Gourmet Garage Fuels Q1 Sales Gain for Village

New store expenses, EDLP program trim net earnings
Photograph courtesy of Village Super Market

The recent acquisition of the Gourmet Garage specialty mini-chain in New York helped Village Super Market post a sales gain in its fiscal first quarter, but falling margins and increased expenses led to a sharp decline in net earnings for the period.

The Springfield Township, N.J.-based ShopRite operator said sales in the quarter, which ended Oct. 26, increased by 1.5% overall to $407 million, with help from the July acquisition of Gourmet Garage and by a 0.1% increase in same-store sales. The company said comps increased due to continued sales growth in its Bronx store, other recently remodeled or replaced stores, and continued growth of the ShopRite From Home e-commerce offering, including expansion to four additional stores. Those increases were partially offset by the effect of two competitor store openings, decreased promotional spending in Maryland and reduced sales in a store in Stroudsburg, Pa., leading up to its closure.

The Stroudsburg store closed as Village opened a nearby replacement Nov. 1. About $600,000 in preopening expenses for the new store and a $200,000 lease termination expense for the closing unit contributed to increased expenses in the period that weighed on net earnings. For the period, Village posted net income of $2.6 million vs. $6.3 million in the same period last year. Adjusted for expenses in this period and for insurance proceeds realized in the first quarter last year, net income was down by 44%.

Gross profit as a percentage of sales dipped slightly in the quarter to 27.87% of sales from 27.92% in the previous year, also contributing to the earnings decline.

Excluding Gourmet Garage, margins fell by 26 basis points due to decreased departmental gross margin percentages, primarily in pharmacy, and increased warehouse assessment, partially offset by a favorable change in product mix and decreased LIFO charges.

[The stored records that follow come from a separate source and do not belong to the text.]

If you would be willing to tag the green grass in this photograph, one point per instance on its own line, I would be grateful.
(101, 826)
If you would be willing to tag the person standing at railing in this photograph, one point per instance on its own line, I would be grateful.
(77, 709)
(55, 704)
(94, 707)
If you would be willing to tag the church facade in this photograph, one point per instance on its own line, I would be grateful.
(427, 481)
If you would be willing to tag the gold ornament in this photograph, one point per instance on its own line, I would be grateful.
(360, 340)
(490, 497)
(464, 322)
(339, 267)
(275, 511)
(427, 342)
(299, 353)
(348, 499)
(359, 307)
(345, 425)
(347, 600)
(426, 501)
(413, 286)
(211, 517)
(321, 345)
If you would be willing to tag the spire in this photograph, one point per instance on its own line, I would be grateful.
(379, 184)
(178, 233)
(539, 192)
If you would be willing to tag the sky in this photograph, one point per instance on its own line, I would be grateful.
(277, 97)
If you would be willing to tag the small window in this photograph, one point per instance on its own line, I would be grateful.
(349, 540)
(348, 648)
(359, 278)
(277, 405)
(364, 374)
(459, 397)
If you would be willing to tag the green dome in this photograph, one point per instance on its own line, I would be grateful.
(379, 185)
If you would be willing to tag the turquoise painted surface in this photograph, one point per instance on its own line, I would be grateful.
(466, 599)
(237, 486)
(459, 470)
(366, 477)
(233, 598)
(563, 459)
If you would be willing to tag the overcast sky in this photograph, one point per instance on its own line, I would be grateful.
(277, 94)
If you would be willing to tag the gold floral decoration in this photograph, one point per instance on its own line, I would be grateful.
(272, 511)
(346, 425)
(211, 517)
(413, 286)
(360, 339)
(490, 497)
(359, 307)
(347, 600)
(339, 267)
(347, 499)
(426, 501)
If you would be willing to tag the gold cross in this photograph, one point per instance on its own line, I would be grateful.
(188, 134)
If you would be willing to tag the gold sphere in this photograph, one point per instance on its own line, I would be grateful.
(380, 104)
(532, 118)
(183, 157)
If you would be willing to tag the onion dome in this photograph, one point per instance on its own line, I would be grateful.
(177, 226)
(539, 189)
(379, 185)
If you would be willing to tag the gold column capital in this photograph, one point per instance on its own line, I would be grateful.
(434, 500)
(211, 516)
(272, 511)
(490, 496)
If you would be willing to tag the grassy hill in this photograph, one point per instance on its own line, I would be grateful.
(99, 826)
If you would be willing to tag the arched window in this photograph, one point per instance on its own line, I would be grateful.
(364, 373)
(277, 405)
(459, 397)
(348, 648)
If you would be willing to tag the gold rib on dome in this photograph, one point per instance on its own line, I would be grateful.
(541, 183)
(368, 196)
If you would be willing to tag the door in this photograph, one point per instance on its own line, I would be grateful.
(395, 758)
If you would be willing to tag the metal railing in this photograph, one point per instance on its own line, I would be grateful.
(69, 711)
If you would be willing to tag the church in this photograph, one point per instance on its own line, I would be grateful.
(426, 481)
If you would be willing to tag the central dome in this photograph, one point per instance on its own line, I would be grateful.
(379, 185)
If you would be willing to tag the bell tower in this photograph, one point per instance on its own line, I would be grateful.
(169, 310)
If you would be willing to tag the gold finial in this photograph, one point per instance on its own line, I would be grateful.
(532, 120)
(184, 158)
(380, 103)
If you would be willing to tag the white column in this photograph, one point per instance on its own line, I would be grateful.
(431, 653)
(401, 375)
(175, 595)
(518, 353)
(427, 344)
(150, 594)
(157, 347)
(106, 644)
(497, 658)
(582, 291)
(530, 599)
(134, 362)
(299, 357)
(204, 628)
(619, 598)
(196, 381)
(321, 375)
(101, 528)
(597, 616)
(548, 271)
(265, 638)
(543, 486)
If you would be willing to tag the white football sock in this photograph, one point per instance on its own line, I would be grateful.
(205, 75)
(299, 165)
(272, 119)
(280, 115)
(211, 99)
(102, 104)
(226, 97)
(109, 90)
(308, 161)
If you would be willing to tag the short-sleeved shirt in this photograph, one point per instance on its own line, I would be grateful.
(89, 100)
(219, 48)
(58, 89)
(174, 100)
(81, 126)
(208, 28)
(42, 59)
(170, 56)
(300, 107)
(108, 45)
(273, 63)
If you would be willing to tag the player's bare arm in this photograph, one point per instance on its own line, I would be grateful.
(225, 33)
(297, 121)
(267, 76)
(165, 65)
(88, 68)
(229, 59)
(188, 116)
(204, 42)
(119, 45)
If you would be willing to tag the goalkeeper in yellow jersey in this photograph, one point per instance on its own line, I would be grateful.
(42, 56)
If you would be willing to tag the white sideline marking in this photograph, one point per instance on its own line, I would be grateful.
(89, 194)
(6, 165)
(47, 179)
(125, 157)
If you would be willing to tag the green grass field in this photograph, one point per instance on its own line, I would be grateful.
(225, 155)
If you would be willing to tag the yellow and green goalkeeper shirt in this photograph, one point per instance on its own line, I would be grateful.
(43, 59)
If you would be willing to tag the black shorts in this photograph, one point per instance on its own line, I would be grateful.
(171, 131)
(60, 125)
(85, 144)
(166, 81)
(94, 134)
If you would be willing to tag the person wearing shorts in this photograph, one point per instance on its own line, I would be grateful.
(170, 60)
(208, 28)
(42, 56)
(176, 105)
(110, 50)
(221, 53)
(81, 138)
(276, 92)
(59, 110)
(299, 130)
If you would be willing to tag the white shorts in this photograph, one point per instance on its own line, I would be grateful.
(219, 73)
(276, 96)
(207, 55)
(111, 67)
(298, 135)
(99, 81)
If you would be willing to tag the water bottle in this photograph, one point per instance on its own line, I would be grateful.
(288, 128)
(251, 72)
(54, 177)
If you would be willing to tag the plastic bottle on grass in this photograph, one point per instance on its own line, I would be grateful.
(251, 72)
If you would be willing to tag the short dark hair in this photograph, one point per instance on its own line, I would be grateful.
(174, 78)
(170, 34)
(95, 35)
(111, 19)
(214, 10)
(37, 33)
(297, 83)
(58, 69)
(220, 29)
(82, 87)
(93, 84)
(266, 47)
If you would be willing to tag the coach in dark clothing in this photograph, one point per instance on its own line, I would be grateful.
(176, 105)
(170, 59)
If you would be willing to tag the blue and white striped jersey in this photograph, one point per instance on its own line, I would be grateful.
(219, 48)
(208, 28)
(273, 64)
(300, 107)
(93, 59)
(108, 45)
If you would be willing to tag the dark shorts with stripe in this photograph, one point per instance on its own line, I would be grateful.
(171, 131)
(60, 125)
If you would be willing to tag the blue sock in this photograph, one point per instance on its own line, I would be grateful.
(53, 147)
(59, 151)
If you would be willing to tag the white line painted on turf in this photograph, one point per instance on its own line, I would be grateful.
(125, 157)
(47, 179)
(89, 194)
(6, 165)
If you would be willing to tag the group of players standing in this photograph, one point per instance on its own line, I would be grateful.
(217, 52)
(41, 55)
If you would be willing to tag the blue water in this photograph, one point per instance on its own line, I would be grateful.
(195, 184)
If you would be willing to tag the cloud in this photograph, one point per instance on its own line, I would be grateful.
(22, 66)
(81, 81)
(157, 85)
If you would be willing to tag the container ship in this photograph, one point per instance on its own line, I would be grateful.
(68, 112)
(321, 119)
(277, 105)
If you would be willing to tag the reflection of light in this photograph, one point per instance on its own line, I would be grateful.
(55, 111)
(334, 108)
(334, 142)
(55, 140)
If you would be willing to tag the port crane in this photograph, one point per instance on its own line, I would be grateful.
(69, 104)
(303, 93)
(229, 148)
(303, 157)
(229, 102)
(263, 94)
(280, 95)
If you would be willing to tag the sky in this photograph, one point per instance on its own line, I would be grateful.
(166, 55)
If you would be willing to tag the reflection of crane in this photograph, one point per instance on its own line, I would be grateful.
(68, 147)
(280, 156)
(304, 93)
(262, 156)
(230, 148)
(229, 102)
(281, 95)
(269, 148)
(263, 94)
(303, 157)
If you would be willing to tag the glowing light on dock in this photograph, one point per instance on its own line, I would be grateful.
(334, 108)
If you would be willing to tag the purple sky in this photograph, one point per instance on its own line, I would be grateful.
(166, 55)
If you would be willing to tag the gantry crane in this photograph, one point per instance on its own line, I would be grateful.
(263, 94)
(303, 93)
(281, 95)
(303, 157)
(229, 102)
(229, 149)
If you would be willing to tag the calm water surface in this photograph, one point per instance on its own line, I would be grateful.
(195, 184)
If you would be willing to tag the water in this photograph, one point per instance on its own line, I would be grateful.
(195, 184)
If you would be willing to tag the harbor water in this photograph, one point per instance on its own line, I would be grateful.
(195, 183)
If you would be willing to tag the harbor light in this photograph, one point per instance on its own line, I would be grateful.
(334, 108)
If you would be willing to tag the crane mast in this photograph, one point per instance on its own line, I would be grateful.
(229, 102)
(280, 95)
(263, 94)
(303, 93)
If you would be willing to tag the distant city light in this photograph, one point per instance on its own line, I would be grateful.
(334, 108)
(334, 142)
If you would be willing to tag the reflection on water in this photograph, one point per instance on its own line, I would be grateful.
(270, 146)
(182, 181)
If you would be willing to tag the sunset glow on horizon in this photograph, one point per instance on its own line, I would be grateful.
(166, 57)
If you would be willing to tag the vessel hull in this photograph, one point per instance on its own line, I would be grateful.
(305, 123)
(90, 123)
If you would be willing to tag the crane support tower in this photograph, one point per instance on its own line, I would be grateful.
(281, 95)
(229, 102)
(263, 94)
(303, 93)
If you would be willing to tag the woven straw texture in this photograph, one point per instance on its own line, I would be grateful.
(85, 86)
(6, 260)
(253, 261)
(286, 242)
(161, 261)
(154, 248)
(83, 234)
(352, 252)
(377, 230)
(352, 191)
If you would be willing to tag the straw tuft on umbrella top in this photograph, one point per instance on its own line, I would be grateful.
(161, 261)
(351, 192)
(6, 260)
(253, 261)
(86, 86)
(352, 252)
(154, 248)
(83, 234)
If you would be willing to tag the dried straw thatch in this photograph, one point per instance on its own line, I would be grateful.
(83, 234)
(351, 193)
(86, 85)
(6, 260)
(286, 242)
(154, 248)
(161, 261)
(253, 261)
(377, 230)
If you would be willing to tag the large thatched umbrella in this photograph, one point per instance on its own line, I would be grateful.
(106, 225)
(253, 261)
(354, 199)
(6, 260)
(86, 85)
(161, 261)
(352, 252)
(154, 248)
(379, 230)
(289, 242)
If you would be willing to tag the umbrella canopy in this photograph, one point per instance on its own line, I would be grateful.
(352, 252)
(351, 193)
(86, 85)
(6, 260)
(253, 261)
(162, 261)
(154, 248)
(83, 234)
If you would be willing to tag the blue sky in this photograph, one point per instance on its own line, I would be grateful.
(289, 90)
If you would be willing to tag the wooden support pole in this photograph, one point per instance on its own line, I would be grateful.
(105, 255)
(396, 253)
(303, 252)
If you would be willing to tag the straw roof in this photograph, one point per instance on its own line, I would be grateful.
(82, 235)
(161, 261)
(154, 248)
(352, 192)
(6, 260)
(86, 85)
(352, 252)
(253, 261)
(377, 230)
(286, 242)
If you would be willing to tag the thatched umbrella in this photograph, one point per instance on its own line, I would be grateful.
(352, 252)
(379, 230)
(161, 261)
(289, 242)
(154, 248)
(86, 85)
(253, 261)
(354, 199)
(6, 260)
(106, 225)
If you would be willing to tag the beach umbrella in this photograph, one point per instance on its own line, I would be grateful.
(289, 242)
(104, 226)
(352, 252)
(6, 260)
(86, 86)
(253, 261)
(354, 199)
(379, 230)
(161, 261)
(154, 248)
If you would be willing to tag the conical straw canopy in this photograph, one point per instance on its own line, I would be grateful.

The introduction in early October of ShopRite’s “Right Price Promise” program providing lower everyday pricing on frequently purchased items also contributed to the margin decrease.

Excluding one-time events in both quarterly periods, operating and administrative expense as a percentage of sales increased by 0.79% due primarily to increased payroll, benefit and occupancy costs.

Payroll costs increased primarily because of the addition of Gourmet Garage and the expansion of e-commerce.  Occupancy costs increased primarily due to the addition of Gourmet Garage and increased common area maintenance charges, Village said.

Village, a member of the Wakefern Food Corp. cooperative, operates 30 ShopRite stores in four states, along with three Gourmet Garage stores in Manhattan. It said it expects same-store sales in fiscal 2020 to range from a 2% decline to flat.